Capturing the underlying structural causal relations represented by Directed Acyclic Graphs (DAGs) has been a fundamental task in various AI disciplines. Causal DAG learning via the continuous optimization framework has recently achieved promising performance in terms of both accuracy and efficiency. However, most methods make strong assumptions of homoscedastic noise, i.e., exogenous noises have equal variances across variables, observations, or even both. The noises in real data usually violate both assumptions due to the biases introduced by different data collection processes. To address the issue of heteroscedastic noise, we introduce relaxed and implementable sufficient conditions, proving the identifiability of a general class of SEM subject to these conditions. Based on the identifiable general SEM, we propose a novel formulation for DAG learning that accounts for the variation in noise variance across variables and observations. We then propose an effective two-phase iterative DAG learning algorithm to address the increasing optimization difficulties and to learn a causal DAG from data with heteroscedastic variable noise under varying variance. We show significant empirical gains of the proposed approaches over state-of-the-art methods on both synthetic data and real data.
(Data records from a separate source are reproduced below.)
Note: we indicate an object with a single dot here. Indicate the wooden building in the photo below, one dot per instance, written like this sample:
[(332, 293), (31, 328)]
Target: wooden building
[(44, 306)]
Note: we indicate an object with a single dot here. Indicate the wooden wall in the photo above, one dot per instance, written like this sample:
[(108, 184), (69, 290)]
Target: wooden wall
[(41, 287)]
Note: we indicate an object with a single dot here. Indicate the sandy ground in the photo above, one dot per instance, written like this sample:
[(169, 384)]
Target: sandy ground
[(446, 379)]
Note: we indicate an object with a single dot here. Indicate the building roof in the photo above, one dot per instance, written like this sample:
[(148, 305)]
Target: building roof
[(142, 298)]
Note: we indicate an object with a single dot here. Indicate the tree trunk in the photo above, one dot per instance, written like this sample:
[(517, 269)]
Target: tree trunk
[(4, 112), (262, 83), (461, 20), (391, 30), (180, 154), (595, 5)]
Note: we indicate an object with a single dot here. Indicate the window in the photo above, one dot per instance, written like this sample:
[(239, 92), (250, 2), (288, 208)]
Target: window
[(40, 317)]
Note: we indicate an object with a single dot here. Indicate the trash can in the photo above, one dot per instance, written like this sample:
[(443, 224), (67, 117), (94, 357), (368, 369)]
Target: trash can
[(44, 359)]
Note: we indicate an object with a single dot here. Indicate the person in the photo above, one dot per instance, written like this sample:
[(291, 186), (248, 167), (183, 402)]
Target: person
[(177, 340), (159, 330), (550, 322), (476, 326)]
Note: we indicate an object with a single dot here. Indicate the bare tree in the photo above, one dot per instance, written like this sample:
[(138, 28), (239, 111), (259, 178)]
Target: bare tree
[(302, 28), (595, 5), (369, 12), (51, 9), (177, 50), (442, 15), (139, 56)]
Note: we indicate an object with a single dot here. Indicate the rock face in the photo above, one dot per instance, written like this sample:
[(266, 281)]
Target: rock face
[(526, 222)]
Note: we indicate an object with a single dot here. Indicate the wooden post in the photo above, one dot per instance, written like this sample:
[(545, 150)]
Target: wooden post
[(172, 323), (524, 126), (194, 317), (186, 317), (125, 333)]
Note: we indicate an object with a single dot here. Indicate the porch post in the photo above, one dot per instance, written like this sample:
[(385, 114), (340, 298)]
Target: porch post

翻译：捕捉由有向无环图（DAGs）表示的底层结构因果关联，一直是人工智能各学科中的基本任务。通过连续优化框架进行的因果DAG学习，近年来在准确性和效率方面均取得了令人瞩目的成效。然而，大多数方法都强假设了同方差噪声，即外生噪声在各变量间、各观测间乃至两者间具有相等的方差。由于不同数据收集过程引入的偏差，真实数据中的噪声通常违背这两类假设。为解决异方差噪声问题，我们引入了可松弛且可实现的充分条件，证明了一类满足这些条件的广义结构方程模型（SEM）的可识别性。基于可识别的广义SEM，我们提出了一种新的DAG学习公式，该公式能够刻画噪声方差在变量和观测间变化的情况。随后，我们提出了一种有效的两阶段迭代DAG学习算法，以应对日益增加的优化难度，并从具有异方差变量噪声（方差可变）的数据中学习因果DAG。实验表明，在合成数据和真实数据上，所提方法相比现有最先进技术均取得了显著的性能提升。